Addison's Disease Board Index


Hello! I'm new here, and I've been reading over other's posts trying to find some helpful information for my mother in law. She's 58 years old, and up until 2yrs ago, her only "true" health concern was diabetes. She was diagnosed with Temporal Arteritis and PMR almost exactly 2yrs ago after an extensive headache/face pain. Her rheumatologist treated her w/ an initial dose of 20mg prednisone. Over a six month course she gained 50lbs, but was able to wean herself off the prednisone completely. She was symptom free.

About a month later she started developing other symptoms, new symptoms popping up daily! No exaggeration! She started having severe nausea, extreme fatigue, weakness all over, dizzyness, she lost cognitive function, was very slow to respond if she was even able, she stopped being able to write! The simplest of tasks became the most difficult for her. She vomitted up everything she ate, even though she was on a "cocktail" of anti-nausea meds. Her doctor sent her back to the rheumatologist. He told her this was NOT the previous auto-immune disorders that she was dealing with, and that she was in an adrenal crisis and needed to see a specialist for that!

She went back to her PCP. The PCP brushed it all off sending her to a GI specialist. The GI specialist ran every test she could, and found nothing. Back to the PCP, who decided she must have gastroparesis!

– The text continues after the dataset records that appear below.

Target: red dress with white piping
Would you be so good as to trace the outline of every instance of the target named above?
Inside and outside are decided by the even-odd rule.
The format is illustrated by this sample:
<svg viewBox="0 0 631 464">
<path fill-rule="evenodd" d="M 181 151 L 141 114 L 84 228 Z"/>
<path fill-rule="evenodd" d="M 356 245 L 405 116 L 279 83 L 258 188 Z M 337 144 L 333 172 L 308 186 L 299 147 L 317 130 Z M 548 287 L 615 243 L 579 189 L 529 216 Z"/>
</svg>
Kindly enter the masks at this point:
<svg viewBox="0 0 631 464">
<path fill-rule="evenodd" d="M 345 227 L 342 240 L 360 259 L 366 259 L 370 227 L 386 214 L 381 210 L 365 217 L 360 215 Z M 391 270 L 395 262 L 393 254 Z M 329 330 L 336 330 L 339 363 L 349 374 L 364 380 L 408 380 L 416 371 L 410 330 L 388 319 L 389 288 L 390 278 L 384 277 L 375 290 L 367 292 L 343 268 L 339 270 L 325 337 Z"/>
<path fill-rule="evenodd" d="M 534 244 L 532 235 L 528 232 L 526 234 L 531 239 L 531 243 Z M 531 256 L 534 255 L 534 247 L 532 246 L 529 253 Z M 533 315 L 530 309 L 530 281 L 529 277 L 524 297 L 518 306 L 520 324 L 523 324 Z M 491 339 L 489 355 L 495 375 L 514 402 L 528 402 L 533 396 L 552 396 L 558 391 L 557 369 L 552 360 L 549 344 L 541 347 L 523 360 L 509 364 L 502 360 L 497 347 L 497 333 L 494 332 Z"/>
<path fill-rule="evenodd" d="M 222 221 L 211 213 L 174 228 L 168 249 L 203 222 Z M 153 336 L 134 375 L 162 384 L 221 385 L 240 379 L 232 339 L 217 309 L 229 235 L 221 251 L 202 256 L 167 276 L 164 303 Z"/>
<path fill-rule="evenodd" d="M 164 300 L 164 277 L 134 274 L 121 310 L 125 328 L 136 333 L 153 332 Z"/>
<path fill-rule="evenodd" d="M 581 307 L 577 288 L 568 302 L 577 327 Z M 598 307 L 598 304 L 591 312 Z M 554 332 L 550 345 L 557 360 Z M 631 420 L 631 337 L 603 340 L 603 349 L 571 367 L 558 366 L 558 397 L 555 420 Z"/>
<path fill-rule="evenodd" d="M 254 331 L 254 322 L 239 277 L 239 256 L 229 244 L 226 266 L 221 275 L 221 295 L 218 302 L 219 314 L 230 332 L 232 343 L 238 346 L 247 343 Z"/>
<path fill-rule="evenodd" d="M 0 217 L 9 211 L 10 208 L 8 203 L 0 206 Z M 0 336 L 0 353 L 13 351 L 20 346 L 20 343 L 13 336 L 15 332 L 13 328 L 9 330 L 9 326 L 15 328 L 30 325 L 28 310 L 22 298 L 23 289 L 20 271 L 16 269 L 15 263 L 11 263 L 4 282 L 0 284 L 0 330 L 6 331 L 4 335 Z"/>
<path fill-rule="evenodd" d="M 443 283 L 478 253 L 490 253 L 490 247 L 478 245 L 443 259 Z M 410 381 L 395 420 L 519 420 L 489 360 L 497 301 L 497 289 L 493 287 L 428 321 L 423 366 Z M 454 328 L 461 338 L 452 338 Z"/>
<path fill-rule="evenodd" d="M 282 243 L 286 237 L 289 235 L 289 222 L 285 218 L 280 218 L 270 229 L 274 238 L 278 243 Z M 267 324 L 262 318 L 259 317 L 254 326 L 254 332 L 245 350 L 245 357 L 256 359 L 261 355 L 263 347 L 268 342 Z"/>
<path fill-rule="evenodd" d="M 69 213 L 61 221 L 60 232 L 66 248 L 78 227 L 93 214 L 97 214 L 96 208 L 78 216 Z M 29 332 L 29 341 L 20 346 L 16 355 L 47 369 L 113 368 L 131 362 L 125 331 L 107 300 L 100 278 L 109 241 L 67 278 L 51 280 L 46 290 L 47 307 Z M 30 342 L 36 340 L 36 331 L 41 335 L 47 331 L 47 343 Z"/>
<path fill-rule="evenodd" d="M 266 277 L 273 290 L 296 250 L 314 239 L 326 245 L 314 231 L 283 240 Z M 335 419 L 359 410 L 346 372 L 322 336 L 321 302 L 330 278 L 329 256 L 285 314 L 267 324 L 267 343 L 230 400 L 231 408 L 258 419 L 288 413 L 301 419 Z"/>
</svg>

Our family got fed up! When I weighed her to find that she had lost 90lbs in 4mths, and was now refusing ALL food and drink, I loaded her up and took her to the local ER. They admitted her. Started her on TPN. Still no improvement...due to a slightly elevated Sed rate they decided to give her a low dose of steroids over a 5 day period. This is when we started seeing change!

Within 24hours she was able to eat a (small) meal and keep it down! She started communicating w/ us again (in short periods). She'd had an appt at Oregon Health Sciences University (OHSU) w/ a GI specialist. We kept that appt. They looked her over, talked to the family (she was not able to communicate), and decided that they knew what was wrong. They admitted her to the hospital and had the Internal Medicine team take over her care. They ultimately tested her cortisol and found that it was low. They started her on 7.5mg/day. She was doing AMAZING w/ this...up until 3mths ago.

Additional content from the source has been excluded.